The scent of Autumn in the air and the sight of harvesters in the corn fields ushered in a flood of memories. Where did the years go? Familiar faces with a few scattered creases on their faces and gray hair greet each other with a tender hug. There is so much to catch up on and countless stories to remind us of the good life we have known. Hard times? Yes, we've had our share. Past mistakes we have chosen to put behind us and in their place, savor what time remains. A partly cloudy sky set the stage for a cool breeze as we gathered around a picnic table and a potluck feast.
Then came the difficult part... "Goodbye." Oh, how I loathe that word. Uncontrolled tears rolled down my face and increased in volume with each embrace.
My soul reminded me of another goodbye spoken years ago.
Watching my parents' years on this planet slowly drift away made the nine-hour drive from Iowa back to Oklahoma seem like an eternity. With each year and goodbye that passed, a haunting question weighed on my heart; Will this be the last time?
Before the thought could linger, my dad's gentle, green eyes would look lovingly into mine as he said, "I'll see you again."
Dad has passed twenty-three years, and my mom has been gone nine years. Now, from out of nowhere, my siblings and I have become the older generation. We move slower and travel little, if at all.
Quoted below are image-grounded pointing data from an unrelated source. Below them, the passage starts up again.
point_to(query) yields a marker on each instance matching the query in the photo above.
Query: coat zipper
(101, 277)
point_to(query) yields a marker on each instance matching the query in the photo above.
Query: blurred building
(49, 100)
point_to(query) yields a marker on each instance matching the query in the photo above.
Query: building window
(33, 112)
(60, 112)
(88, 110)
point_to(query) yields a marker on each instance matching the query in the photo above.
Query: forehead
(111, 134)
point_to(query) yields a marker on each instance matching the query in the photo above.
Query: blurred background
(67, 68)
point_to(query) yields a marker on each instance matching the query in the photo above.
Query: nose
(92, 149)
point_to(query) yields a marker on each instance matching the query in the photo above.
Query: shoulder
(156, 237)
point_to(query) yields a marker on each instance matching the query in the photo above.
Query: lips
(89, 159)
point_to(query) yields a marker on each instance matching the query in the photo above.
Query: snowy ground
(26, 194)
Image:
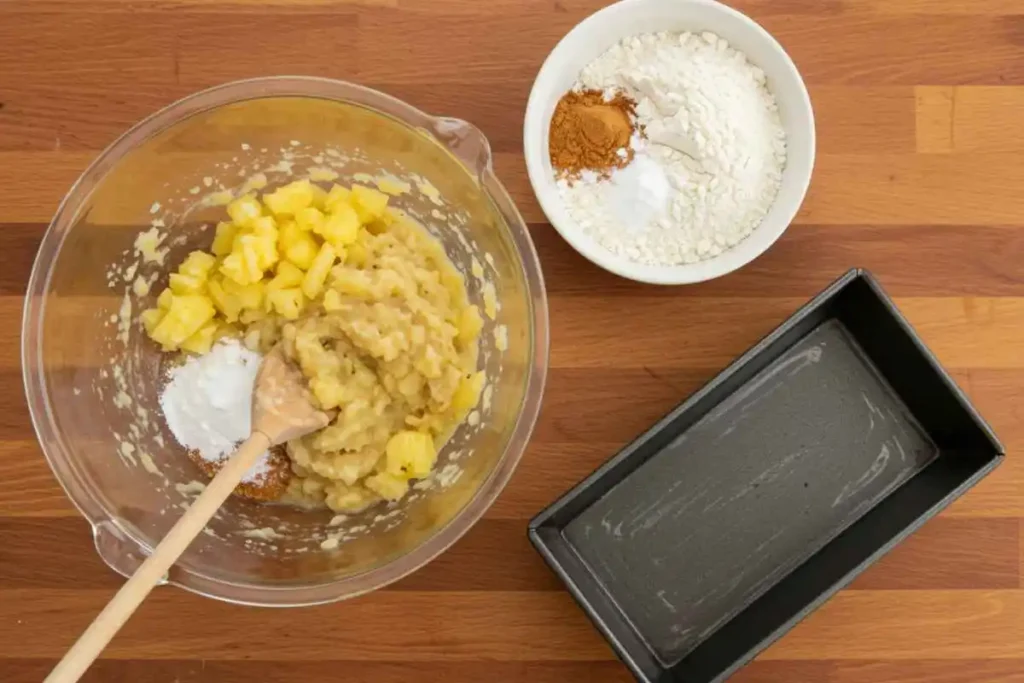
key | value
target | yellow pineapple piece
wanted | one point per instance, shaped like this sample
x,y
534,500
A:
x,y
291,199
355,255
249,316
467,394
265,249
303,252
185,315
336,197
151,317
202,339
341,227
248,296
224,239
470,324
312,285
320,197
244,264
288,275
198,264
164,300
228,305
369,203
310,218
264,226
410,455
180,284
387,485
289,233
287,302
244,210
332,301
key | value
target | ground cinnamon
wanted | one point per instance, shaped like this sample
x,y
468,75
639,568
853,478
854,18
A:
x,y
588,132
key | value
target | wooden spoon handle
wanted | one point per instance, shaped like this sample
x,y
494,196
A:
x,y
117,611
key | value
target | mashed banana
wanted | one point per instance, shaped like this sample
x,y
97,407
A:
x,y
367,303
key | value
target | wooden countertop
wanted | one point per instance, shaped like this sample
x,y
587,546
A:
x,y
920,177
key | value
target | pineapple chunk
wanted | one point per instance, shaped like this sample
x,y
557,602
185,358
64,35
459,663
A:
x,y
289,233
288,275
243,264
249,316
244,210
224,239
265,226
185,315
332,301
369,203
248,296
202,340
320,197
287,302
310,218
264,253
180,285
387,485
198,264
410,455
336,197
341,227
151,317
303,252
228,305
467,394
291,199
470,324
312,285
164,300
356,255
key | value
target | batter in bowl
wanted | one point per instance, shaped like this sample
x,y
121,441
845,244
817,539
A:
x,y
366,302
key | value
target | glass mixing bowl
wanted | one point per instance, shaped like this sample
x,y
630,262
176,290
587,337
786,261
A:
x,y
92,380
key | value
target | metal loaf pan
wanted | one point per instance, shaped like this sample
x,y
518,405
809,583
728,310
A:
x,y
768,489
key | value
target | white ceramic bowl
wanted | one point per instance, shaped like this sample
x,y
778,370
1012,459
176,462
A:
x,y
599,32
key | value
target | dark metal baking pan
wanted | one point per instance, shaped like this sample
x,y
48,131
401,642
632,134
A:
x,y
768,489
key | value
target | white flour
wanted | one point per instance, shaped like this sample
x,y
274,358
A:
x,y
713,161
207,402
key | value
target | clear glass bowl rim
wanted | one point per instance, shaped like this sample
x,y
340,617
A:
x,y
58,455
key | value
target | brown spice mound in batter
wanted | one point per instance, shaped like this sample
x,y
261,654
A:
x,y
587,132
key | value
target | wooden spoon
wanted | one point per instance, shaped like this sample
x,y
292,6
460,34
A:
x,y
282,411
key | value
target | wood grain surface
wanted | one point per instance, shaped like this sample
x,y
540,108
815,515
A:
x,y
920,177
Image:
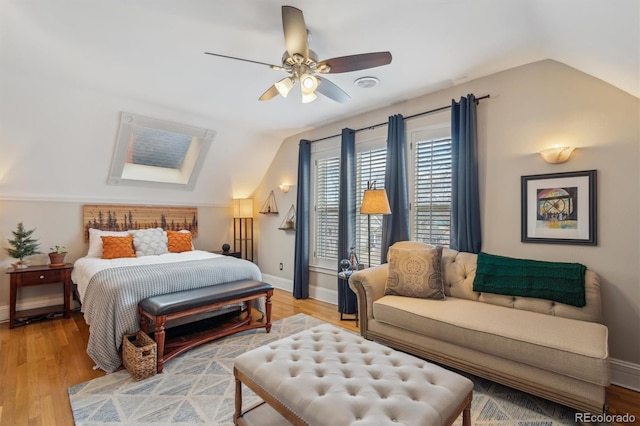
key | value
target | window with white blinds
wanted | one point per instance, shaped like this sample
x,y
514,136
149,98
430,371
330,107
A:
x,y
370,169
326,209
432,191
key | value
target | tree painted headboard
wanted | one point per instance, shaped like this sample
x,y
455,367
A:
x,y
108,217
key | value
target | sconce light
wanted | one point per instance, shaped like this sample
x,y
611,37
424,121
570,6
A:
x,y
284,187
557,154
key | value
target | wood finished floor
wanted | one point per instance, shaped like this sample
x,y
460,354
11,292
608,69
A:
x,y
39,361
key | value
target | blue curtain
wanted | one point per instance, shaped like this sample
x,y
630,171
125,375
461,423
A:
x,y
465,200
347,301
301,256
395,227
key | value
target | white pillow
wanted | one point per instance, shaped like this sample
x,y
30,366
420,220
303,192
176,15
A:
x,y
148,242
184,231
95,242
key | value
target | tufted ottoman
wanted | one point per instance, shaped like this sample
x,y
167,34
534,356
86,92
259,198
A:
x,y
328,376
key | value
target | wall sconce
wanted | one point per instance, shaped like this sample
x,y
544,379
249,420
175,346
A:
x,y
284,187
557,154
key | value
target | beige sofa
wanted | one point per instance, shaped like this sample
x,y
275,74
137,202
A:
x,y
545,348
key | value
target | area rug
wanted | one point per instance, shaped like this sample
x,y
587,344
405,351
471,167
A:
x,y
197,388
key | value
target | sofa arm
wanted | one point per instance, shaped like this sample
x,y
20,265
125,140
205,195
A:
x,y
368,285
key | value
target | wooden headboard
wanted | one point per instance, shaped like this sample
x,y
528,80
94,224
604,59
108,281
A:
x,y
123,218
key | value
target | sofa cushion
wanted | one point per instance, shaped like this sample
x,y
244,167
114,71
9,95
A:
x,y
415,273
566,346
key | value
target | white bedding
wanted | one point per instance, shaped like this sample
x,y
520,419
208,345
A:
x,y
86,267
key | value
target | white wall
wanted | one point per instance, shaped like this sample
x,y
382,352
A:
x,y
531,107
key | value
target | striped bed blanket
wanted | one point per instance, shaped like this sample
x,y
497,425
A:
x,y
110,303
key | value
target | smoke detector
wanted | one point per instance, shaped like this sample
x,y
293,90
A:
x,y
366,82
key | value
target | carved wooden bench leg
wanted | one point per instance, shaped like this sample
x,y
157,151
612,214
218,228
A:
x,y
159,337
267,308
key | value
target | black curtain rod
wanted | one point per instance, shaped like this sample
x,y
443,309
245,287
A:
x,y
420,114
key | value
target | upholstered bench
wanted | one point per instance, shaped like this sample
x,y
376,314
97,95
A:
x,y
328,376
165,307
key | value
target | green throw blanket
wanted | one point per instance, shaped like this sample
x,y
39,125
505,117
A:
x,y
558,281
Our children are entering into the reverse role of our caregivers.
November arrived, and with it came another dreaded yet somewhat expected goodbye. My oldest sister passed, finally leaving behind the chains of depression, confusion, and dementia. For over twenty years, she mourned the death of her husband. Now, at last, they have been reunited.
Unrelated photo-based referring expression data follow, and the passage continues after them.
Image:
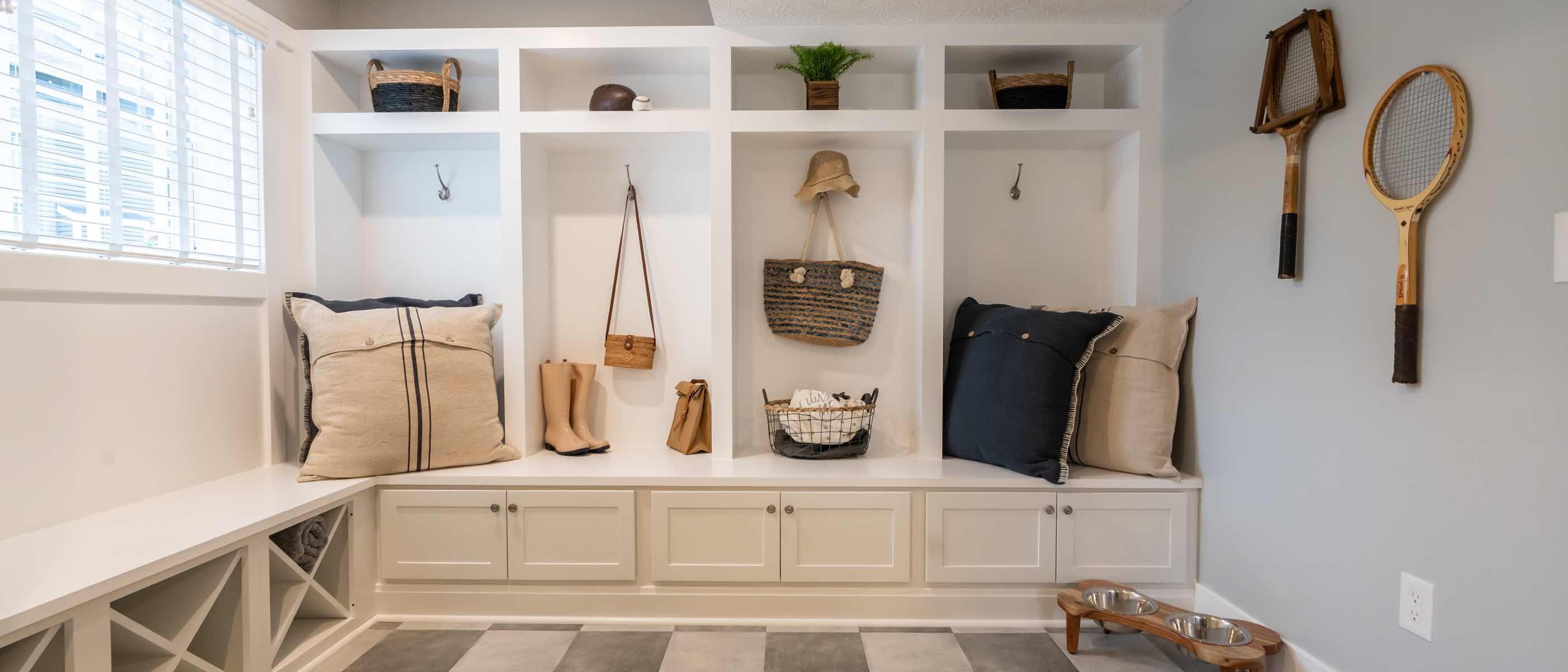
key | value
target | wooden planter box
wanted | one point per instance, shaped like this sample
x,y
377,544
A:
x,y
822,95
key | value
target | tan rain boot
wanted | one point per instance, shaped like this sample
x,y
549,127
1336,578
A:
x,y
556,386
582,384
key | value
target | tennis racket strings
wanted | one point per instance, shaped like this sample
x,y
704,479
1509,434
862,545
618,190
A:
x,y
1412,138
1296,79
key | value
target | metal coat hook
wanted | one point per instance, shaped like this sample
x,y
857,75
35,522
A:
x,y
446,192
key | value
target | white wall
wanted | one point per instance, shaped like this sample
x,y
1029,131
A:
x,y
1324,480
126,380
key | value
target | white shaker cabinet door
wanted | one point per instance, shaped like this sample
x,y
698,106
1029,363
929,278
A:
x,y
443,535
992,538
846,536
716,536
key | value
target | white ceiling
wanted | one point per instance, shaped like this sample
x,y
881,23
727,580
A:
x,y
940,11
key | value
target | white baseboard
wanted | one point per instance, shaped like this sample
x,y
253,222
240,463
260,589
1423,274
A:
x,y
1291,657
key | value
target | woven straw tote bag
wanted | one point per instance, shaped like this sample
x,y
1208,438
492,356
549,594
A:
x,y
414,90
825,303
626,350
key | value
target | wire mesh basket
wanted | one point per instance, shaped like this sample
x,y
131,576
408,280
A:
x,y
820,433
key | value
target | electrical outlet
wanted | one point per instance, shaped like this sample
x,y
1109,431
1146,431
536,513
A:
x,y
1561,250
1415,605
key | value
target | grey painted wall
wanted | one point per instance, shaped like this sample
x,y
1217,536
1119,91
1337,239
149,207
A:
x,y
1326,480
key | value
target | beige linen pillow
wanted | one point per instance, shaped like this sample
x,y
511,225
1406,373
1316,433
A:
x,y
1131,390
402,389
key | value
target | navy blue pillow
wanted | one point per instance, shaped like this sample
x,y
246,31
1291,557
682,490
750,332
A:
x,y
1010,395
468,301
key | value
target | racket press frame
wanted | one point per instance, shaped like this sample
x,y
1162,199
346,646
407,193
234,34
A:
x,y
1296,124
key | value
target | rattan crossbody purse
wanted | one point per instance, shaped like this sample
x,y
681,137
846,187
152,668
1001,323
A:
x,y
626,350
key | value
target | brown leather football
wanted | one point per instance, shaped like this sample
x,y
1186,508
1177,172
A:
x,y
612,97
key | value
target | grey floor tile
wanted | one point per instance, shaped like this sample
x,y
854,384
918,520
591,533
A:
x,y
615,652
814,629
416,651
816,652
1180,657
716,652
352,651
720,629
443,626
914,652
896,629
628,629
571,627
1014,652
516,651
1101,652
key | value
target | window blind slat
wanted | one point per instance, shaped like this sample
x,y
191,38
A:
x,y
132,130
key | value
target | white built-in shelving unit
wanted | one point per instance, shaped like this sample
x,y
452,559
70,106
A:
x,y
538,184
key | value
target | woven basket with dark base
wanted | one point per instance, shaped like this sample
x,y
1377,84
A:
x,y
1032,91
414,90
808,301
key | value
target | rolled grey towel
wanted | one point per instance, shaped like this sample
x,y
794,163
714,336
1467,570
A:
x,y
303,543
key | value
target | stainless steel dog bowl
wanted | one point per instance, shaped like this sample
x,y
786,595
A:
x,y
1210,629
1122,602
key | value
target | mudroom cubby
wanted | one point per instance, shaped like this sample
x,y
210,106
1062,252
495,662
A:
x,y
890,81
1104,76
565,79
877,227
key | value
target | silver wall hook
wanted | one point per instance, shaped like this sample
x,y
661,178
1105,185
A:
x,y
446,192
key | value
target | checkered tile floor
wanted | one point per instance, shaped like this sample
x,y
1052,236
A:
x,y
549,647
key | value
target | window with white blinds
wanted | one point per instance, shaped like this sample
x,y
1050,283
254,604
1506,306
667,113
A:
x,y
132,129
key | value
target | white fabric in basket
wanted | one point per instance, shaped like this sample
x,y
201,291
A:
x,y
832,425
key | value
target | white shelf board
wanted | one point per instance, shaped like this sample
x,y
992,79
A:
x,y
655,121
1012,60
66,564
1043,119
1009,140
454,130
886,60
659,466
825,121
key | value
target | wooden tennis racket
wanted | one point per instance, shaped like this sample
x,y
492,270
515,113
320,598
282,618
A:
x,y
1300,83
1413,142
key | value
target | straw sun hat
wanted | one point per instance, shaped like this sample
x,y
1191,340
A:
x,y
830,171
"...you do not grieve like the rest of mankind, who have no hope."
1 Thessalonians 4:13 NIV
The last time I saw my *sister, she was in a nursing facility. She did not know my name but knew we were family, and I loved her. We visited the best we could, and as I was leaving, I hugged her and softly spoke in her ear, "Remember that Jesus is always with you." She perked up for the first time in that visit and spoke clearly, "Oh yes, I know He is! I talk to Him every day!"
That was all I needed to know. Through my tears, I could have peace. Goodbye would not be forever. It was simply, "I'll see you again."
I've reached a point when I realize we don't know when "the last time" will come...
I can not give a date or even the year that was the last time we celebrated Christmas on my parents' farm with all my siblings, their spouses, and our children playing football outside in the snow.
I do not remember our last evening dinner, with just the five of us, before our three sons grew up and moved out on their own.
"How do you know what your life will be like tomorrow? Your life is like the morning fog—it's here a little while, then it's gone." James 4:14 NLT
The holiday season is upon us, my friends—a time when we often find ourselves swept up in shopping, planning, and preparing for parties and family gatherings. But what if this year is the last time? Will it truly matter if the turkey is overcooked, the pie bubbles over in the oven, or the gifts under the tree aren't as plentiful as we hoped?
Time has become the most precious of all commodities.
Let's hold our loved ones a little closer this season, linger a little longer, and laugh a little louder. May we embrace this holiday as if it were our "last time," cherishing every fleeting moment.